Analyzing RNA-seq data

Introduction

Here we show two options for using limorhyde2 to analyze RNA-seq data: limma-voom and DESeq2. The two approaches give very similar results.

This vignette assumes you are starting with the output of tximport.

Load the data

You will need two objects:

txi, a list from tximport
metadata, a data.frame having one row per sample

The rows in metadata must correspond to the columns of the elements of txi.

library('limorhyde2')
# txi = ?
# metadata = ?

Filter out lowly expressed genes

There are many reasonable strategies to do this, here is one.

keep = rowSums(edgeR::cpm(txi$counts) >= 0.5) / ncol(txi$counts) >= 0.75

txiKeep = txi
for (name in c('counts', 'length')) {
  txiKeep[[name]] = txi[[name]][keep, ]}

Fill in counts for sample-gene pairs having zero counts

This avoids unrealistically low log2 CPM values and thus artificially inflated effect size estimates.

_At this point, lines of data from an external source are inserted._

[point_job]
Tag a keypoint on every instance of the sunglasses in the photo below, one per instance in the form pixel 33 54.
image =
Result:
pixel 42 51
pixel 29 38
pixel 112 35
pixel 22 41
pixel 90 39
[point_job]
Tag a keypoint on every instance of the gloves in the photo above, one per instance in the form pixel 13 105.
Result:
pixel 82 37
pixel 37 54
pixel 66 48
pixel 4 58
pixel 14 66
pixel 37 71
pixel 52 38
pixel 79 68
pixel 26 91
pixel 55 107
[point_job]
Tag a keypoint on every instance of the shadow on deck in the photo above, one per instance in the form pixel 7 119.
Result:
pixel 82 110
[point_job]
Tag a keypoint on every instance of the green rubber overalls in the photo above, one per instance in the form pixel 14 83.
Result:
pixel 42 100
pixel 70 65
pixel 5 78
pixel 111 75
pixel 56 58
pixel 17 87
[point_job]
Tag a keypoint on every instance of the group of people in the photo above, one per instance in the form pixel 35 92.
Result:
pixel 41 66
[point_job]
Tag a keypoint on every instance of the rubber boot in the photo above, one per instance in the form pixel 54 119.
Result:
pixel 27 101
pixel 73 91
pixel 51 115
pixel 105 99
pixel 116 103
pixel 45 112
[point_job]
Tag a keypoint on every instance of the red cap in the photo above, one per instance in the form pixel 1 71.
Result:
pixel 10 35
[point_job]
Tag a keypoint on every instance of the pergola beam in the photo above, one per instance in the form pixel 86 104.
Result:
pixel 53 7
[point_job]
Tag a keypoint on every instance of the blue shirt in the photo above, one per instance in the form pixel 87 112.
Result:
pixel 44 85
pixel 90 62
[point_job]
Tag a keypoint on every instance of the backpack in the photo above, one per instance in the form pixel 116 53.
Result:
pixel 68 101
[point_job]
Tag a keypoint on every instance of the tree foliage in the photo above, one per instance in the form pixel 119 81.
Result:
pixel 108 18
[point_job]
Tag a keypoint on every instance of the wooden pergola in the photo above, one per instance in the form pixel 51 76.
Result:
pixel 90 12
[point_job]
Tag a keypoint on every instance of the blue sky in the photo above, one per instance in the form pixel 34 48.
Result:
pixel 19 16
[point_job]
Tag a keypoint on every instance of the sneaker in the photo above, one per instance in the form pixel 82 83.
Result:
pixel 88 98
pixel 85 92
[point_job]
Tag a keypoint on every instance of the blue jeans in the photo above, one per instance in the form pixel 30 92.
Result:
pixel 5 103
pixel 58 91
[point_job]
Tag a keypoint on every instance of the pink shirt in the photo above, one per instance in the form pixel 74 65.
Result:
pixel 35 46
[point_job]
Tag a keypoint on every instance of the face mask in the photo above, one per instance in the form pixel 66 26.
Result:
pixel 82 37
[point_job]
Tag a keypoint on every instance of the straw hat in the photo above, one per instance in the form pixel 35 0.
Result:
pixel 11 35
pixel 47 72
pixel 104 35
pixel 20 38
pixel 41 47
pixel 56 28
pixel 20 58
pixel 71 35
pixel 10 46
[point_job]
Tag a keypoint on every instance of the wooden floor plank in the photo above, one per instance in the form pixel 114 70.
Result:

for (i in seq_len(nrow(txiKeep$counts))) {
  idx = txiKeep$counts[i, ] > 0
  txiKeep$counts[i, !idx] = min(txiKeep$counts[i, idx])}

Option 1: limma-voom

y = edgeR::DGEList(txiKeep$counts)
y = edgeR::calcNormFactors(y)

fit = getModelFit(y, metadata, ..., method = 'voom') # replace '...' as appropriate for your data

Option 2: DESeq2

The second and third arguments to DESeqDataSetFromTxImport() are required, but will not be used by limorhyde2.

y = DESeq2::DESeqDataSetFromTximport(txiKeep, metadata, ~1)

fit = getModelFit(y, metadata, ..., method = 'deseq2') # replace '...' as appropriate for your data

Continue using `limorhyde2`

Regardless of which option you choose, the next steps are the same: getPosteriorFit(), getRhythmStats(), etc.